Com juros dos EUA em perspectiva de queda, ouro e prata vivem rali
A prata à vista subiu 2,6%, indo para US$ 40,7599 a onça — elevando os ganhos deste ano para cerca de 40% —, enquanto o ouro saltou até 1,2%, para pouco abaixo do recorde de abril, acima de US$ 3.500 a onça. O ouro atingiu um recorde nesta segunda-feira (1) em um leilão da London Bullion Market Association.
Ambos os metais mais que dobraram de valor nos últimos três anos, impulsionados pelos crescentes riscos nas esferas da geopolítica, dos negócios e do comércio global.
A última fase do rali foi impulsionada pelas expectativas de que o banco central dos EUA reduzirá as taxas de juros quando as autoridades se reunirem para sua próxima reunião no final de setembro, com um importante relatório de empregos nos EUA, provavelmente se somando aos sinais de um mercado de trabalho cada vez mais contido — apoiando a justificativa para cortes.
“Ouro e prata ganharam vida repentinamente, com o alinhamento de fundamentos e aspectos técnicos”, disse Charu Chanana, estrategista da Saxo Capital Markets, acrescentando que as preocupações com o futuro do Fed sustentaram os ganhos. “Além disso, os principais níveis de resistência em torno de US$ 3.450 para o ouro e US$ 40 para a prata foram rompidos, desencadeando compras de impulso.”
Apelo ao ouro e prata
A perspectiva de custos de empréstimos mais baixos aumentou o apelo pelos metais preciosos sem rendimento, que receberam suporte adicional da crescente demanda por ativos de refúgio, já que as repetidas críticas do presidente dos EUA, Donald Trump, às autoridades do Fed semearam preocupações sobre a independência do banco central.
A decisão de Trump de demitir a governadora do Fed, Lisa Cook, foi concluída sem decisão judicial, e uma decisão sobre se Cook pode continuar em suas funções não deve sair antes de terça-feira (2).
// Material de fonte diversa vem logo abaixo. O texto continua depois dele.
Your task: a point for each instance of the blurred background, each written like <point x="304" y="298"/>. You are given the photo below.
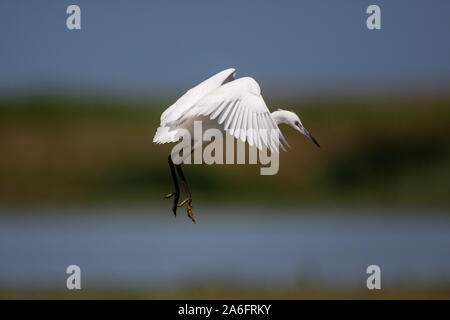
<point x="81" y="182"/>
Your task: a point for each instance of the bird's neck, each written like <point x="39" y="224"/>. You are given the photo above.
<point x="279" y="117"/>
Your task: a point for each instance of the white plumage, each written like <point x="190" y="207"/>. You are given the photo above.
<point x="233" y="106"/>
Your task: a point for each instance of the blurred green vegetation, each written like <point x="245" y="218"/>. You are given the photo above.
<point x="376" y="151"/>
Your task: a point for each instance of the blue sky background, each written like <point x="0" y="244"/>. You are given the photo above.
<point x="153" y="45"/>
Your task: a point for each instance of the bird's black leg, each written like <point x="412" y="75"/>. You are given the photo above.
<point x="188" y="199"/>
<point x="175" y="194"/>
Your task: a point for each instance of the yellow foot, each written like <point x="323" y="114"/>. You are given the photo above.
<point x="175" y="200"/>
<point x="188" y="200"/>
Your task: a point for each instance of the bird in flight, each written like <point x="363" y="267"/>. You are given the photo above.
<point x="234" y="106"/>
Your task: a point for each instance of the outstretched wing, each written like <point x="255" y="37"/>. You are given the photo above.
<point x="187" y="101"/>
<point x="239" y="106"/>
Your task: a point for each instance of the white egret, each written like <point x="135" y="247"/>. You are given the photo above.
<point x="233" y="106"/>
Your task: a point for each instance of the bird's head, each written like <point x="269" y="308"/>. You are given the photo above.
<point x="292" y="120"/>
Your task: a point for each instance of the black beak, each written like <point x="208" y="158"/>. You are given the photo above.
<point x="312" y="138"/>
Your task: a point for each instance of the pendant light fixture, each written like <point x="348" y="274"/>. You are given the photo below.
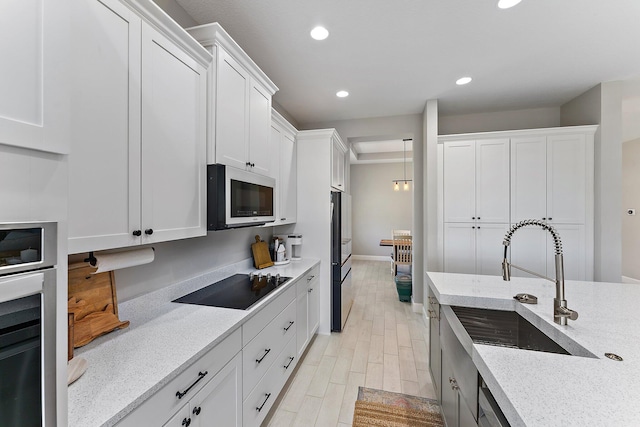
<point x="396" y="182"/>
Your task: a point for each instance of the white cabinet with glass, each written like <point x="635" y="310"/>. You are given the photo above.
<point x="138" y="145"/>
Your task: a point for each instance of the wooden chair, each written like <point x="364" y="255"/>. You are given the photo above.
<point x="402" y="253"/>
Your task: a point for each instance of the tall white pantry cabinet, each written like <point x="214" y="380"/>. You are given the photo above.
<point x="490" y="181"/>
<point x="138" y="145"/>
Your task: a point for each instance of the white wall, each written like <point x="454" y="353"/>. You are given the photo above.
<point x="376" y="207"/>
<point x="33" y="187"/>
<point x="603" y="105"/>
<point x="174" y="10"/>
<point x="409" y="126"/>
<point x="499" y="120"/>
<point x="631" y="200"/>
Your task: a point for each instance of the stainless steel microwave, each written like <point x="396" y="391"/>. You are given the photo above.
<point x="237" y="198"/>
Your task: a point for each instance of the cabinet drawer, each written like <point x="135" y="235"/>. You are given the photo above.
<point x="258" y="322"/>
<point x="162" y="405"/>
<point x="266" y="392"/>
<point x="260" y="353"/>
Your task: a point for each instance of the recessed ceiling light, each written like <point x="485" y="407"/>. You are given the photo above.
<point x="506" y="4"/>
<point x="319" y="33"/>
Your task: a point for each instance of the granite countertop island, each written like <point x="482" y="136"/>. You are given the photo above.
<point x="546" y="389"/>
<point x="128" y="366"/>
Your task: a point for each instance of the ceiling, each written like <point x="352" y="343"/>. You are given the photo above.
<point x="392" y="56"/>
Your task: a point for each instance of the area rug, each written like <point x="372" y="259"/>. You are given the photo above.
<point x="388" y="409"/>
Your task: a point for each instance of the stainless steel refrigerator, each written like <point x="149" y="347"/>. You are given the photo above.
<point x="341" y="286"/>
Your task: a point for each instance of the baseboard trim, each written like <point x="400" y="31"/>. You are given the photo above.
<point x="371" y="257"/>
<point x="417" y="307"/>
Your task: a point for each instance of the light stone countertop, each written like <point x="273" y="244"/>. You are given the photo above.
<point x="128" y="366"/>
<point x="545" y="389"/>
A decisão provavelmente terá enormes implicações para os mercados financeiros globais e a confiança dos investidores nos EUA.
Separadamente, um tribunal federal de apelações decidiu que as tarifas globais do presidente dos EUA foram impostas ilegalmente sob uma lei de emergência, mantendo uma decisão de maio do Tribunal de Comércio Internacional. Mas os juízes deixaram as taxas em vigor enquanto o caso prossegue, sugerindo que qualquer liminar poderia ser reduzida.
O ouro atingiu um recorde acima de US$ 3.500 a onça em abril, após Trump revelar um plano inicial para impor suas tarifas. Desde então, os preços permaneceram em grande parte limitados, já que a demanda por refúgios diminuiu após o presidente recuar em algumas de suas propostas comerciais mais agressivas.
A prata, por sua vez, superou os ganhos acumulados no ano em relação ao ouro, com os investidores investindo em fundos negociados em bolsa lastreados no metal branco, com as participações em fundos negociados em bolsa de prata expandindo pelo sétimo mês consecutivo em agosto.
O dólar também vem desvalorizando, aumentando o poder de compra em grandes países consumidores, como China e Índia.
“Cortes nas taxas de juros pelo Fed, o enfraquecimento do dólar americano, o aumento dos fluxos de ETFs e a melhora nas importações indianas devem impulsionar o ouro e a prata”, afirmaram Amy Gower e Martijn Rats, analistas do Morgan Stanley, em nota. “Prevemos uma alta adicional de cerca de 10% para o ouro, enquanto a prata está sendo negociada quase dentro da nossa previsão, com potencial de ultrapassar essa meta.”
Isso reduziu o estoque de metal disponível em Londres, levando a uma persistente restrição no mercado. As taxas de arrendamento — que refletem o custo do empréstimo do metal, geralmente por um curto período — permanecem elevadas em torno de 2%, bem acima de seus níveis normais próximos a zero.
Os metais preciosos também encontraram suporte devido às preocupações de que poderiam enfrentar tarifas americanas, após a prata ter sido adicionada na semana passada à lista de minerais críticos de Washington, que já inclui o paládio.